Он отворачивается, машет рукой, начинает спускаться к выходу. Но на середине лестницы останавливается, оборачивается.
– Я хочу пшиходич к Зосе, – твердо говорит он. – Я должен помогач ей…
– Конечно, ваше преподобие. Кто может вам это запретить!
– Добже, падре, – кивает Марек. – Благослови вас Бог!
Я смотрю ему вслед и думаю, что теперь придется перевести Леру в другую палату. Или Зосю. А то вдруг Тамара опять столкнется с ксендзом, и случится что-нибудь безобразное… Но почему? Почему из-за этого безумия надо разлучать подружившихся девочек?
Чувствую, что мне надо на воздух. Тем более с улицы в вестибюль веет теплом первого солнечного дня, а из витражной розетки над главным входом торчит плотный столб цветных лучей и упирается в ступени. Через распахнутые двери видно, как от мокрого, нагретого солнцем крыльца поднимается прозрачный пар и медленно втягивается в вестибюль.
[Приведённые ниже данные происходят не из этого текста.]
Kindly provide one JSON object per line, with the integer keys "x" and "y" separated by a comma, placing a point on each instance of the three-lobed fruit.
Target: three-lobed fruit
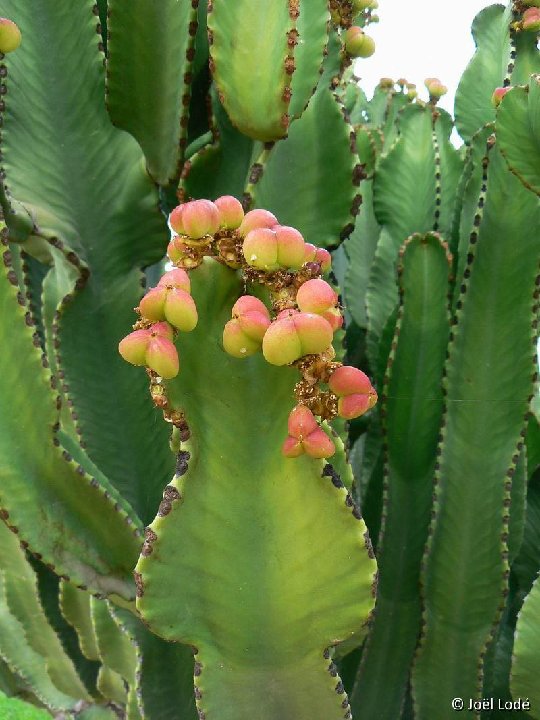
{"x": 195, "y": 219}
{"x": 231, "y": 212}
{"x": 317, "y": 296}
{"x": 294, "y": 334}
{"x": 305, "y": 436}
{"x": 243, "y": 335}
{"x": 354, "y": 390}
{"x": 154, "y": 348}
{"x": 170, "y": 300}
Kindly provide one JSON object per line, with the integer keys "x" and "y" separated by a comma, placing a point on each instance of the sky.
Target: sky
{"x": 416, "y": 41}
Мимо поста охраны спускаюсь вниз, вдыхаю ожившие весенние запахи… Должно быть, это какой-то древний стойкий инстинкт – пережив зиму, чувствовать облегчение и надежду…
В голове начинает прокручиваться разговор с Зориным, но какими-то обрывками: Вероника, чудо, деньги, предательство, отчаяние, чудо, Вероника… Но привести мысли в порядок я не успеваю, потому что вижу стоящих сбоку от крыльца Ивана Николаевича и с ним – Веронику. На плечи Вероники поверх медицинской робы накинут черный пуховик. Иван Николаевич – в своем обычном сером пальто, но вокруг шеи намотан неожиданно яркий рыжий шарф толстой вязки. Оба курят. Меня они замечают одновременно. Вероника быстро отводит взгляд, а Иван Николаевич растерянно, но все же приветливо улыбается. Наверное, мне не стоит к ним подходить, но перебороть себя я не могу. К Веронике после того, что я узнал о ней, меня тянет как магнитом. Да и Иван Николаевич, запросто стоящий у главного входа в рыжем шарфе и с сигаретой, по-школярски спрятанной в кулаке, – это тоже сродни чуду!
– Добрый день, – подойдя, говорю я в пространство между ними.
Стараюсь не смотреть на Веронику. Ее диплом психолога, о котором упоминал Зорин… Он, конечно, не говорит об особой проницательности, но навык чтения по лицам у нее наверняка есть, и мой пристальный взгляд даст ей понять, что я знаю ее тайну.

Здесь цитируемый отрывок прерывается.